La baisse de 37% du prix d’exportation du sucre des ACP vers l’Europe est le principal sujet d’inquiétude. "Avec une telle baisse, la situation pour les producteurs sucriers est insoutenable", dit Jean Noël Humbert, secrétaire général de la Chambre d’agriculture de Maurice.
La presse mauricienne parle, comme “l’Express” de "pilule amère" et les spéculations vont bon train quant aux conséquences pour le pays de la réforme. Le même journal estime que parmi les 30.000 planteurs de la moyenne ou de la petite catégorie, beaucoup seront tentée d’abandonner la production.
L’inquiétude est d’autant plus vive que le commissaire Pascal Lamy, présent à Maurice où il a assisté aux travaux du groupe dit du G90 qui regroupe 90 petits pays du monde, se refuse à l’idée de toute compensation pour les ACP. "Compensation est un mot que je n’utilise pas car il a des implications juridiques précise", a-t-il dit.

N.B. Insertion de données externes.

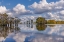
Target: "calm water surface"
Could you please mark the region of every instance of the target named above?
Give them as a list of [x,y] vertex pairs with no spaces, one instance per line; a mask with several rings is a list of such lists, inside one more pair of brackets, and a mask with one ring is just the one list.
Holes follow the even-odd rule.
[[64,42],[64,25],[0,26],[0,42]]

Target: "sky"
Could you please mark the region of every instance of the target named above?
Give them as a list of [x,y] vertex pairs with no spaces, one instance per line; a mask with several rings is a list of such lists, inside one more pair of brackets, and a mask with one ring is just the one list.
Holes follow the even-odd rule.
[[64,0],[0,0],[0,13],[11,17],[64,19]]

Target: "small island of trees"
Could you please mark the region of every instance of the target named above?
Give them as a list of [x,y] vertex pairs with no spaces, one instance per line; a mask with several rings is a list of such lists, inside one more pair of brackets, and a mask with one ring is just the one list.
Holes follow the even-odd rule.
[[64,21],[56,21],[56,20],[46,20],[43,17],[38,17],[36,19],[37,24],[64,24]]

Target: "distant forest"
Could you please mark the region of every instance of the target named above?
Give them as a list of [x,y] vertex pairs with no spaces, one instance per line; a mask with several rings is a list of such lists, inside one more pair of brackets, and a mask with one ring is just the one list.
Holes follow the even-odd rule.
[[64,24],[64,21],[56,21],[56,20],[46,20],[43,17],[38,17],[36,19],[37,24]]

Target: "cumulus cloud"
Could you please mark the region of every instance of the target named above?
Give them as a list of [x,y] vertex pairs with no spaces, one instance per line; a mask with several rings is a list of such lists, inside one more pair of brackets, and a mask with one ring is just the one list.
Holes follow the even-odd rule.
[[5,6],[0,6],[0,13],[6,13],[7,9]]

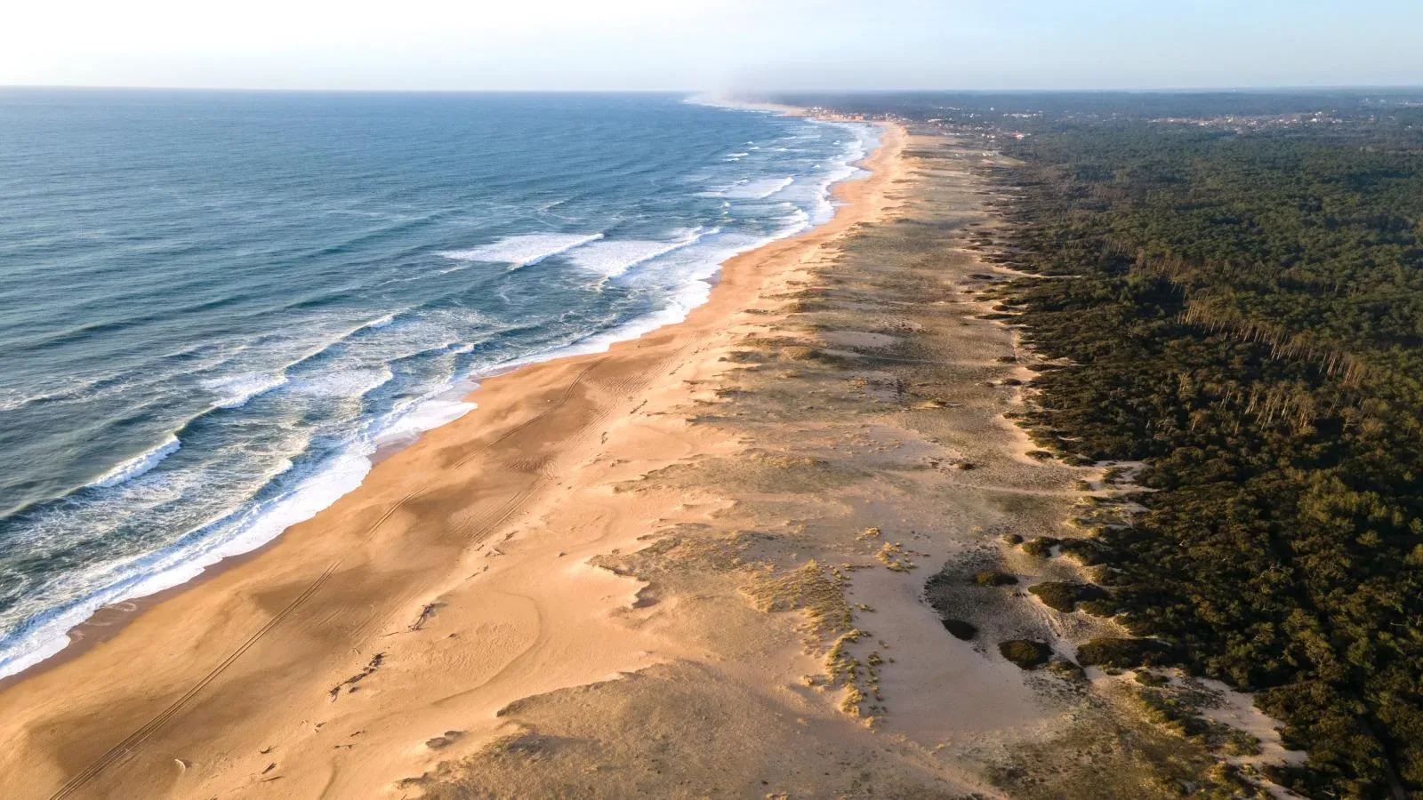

À Maurice et aux pays ACP qui insistent pour que leurs producteurs reçoivent une compensation qui soit à parité avec celle qu’obtiendront les producteurs des Régions ultra-périphériques de l’Union européenne, notamment l’île de La Réunion et la Guadeloupe, Pascal Lamy répond : "l’UE, c’est l’UE. Les Régions ultra-périphériques font partie de l’UE. Le régime sucrier européen s’étend aux régions ultra-périphériques. On ne peut pas s’attendre ipso facto que ce qui s’étend à La Réunion soit étendu à Maurice."

Riposte

Ceci étant, l’île-sœur veut organiser la riposte. La Chambre d’agriculture tient une série de consultations dont une importante séance de travail ce lundi. Le gouvernement va prendre plusieurs initiatives et souhaite l’ouverture de "discussions franches et intelligentes en vue de défendre nos intérêts" avec la Commission européenne, les États membres de l’UE, le Parlement européen et le Comité économique et Social européen a déclaré Jugnauth.
De même, l’île-sœur va continuer son travail de lobbying. Ainsi, certains responsables de la filière mauricienne n’hésitent pas de faire un appel du pied à la Grande-Bretagne, "qui nous a pris l’archipel des Chagos, et d’autres, pour que les prix du sucre ne baissent pas", a déclaré Ramesh Maudhoo, secrétaire général de la Sugar Industry Workers Association (SIWA).
Ce dernier est pour rappeler "à la Grande Bretagne comment Maurice l’a aidée en fabriquant davantage de sucre pendant la seconde Guerre mondiale et comment elle nous a pris un bout de notre territoire pour en faire une base militaire".
Il a aussi suggéré "la sensibilisation des touristes européens qui visitent notre île au sort réservé à nos plantations de cannes à sucre" ainsi que la nomination d’un ministre plénipotentiaire à Bruxelles pour y mener des négociations.
Maurice compte également agir dans le cadre du groupe des pays ACP. La rédaction d’un argumentaire commun est envisagé.
Il est enfin question d’une rencontre, au mois d’octobre avec les ministres de l’Agriculture de l’UE pour mieux identifier les conséquences de la réforme pour les pays ACP. Ces derniers n’écartent pas non plus la possibilité d’une contestation légale de la réforme sans, pour autant, préciser par quelle voie et quels moyens.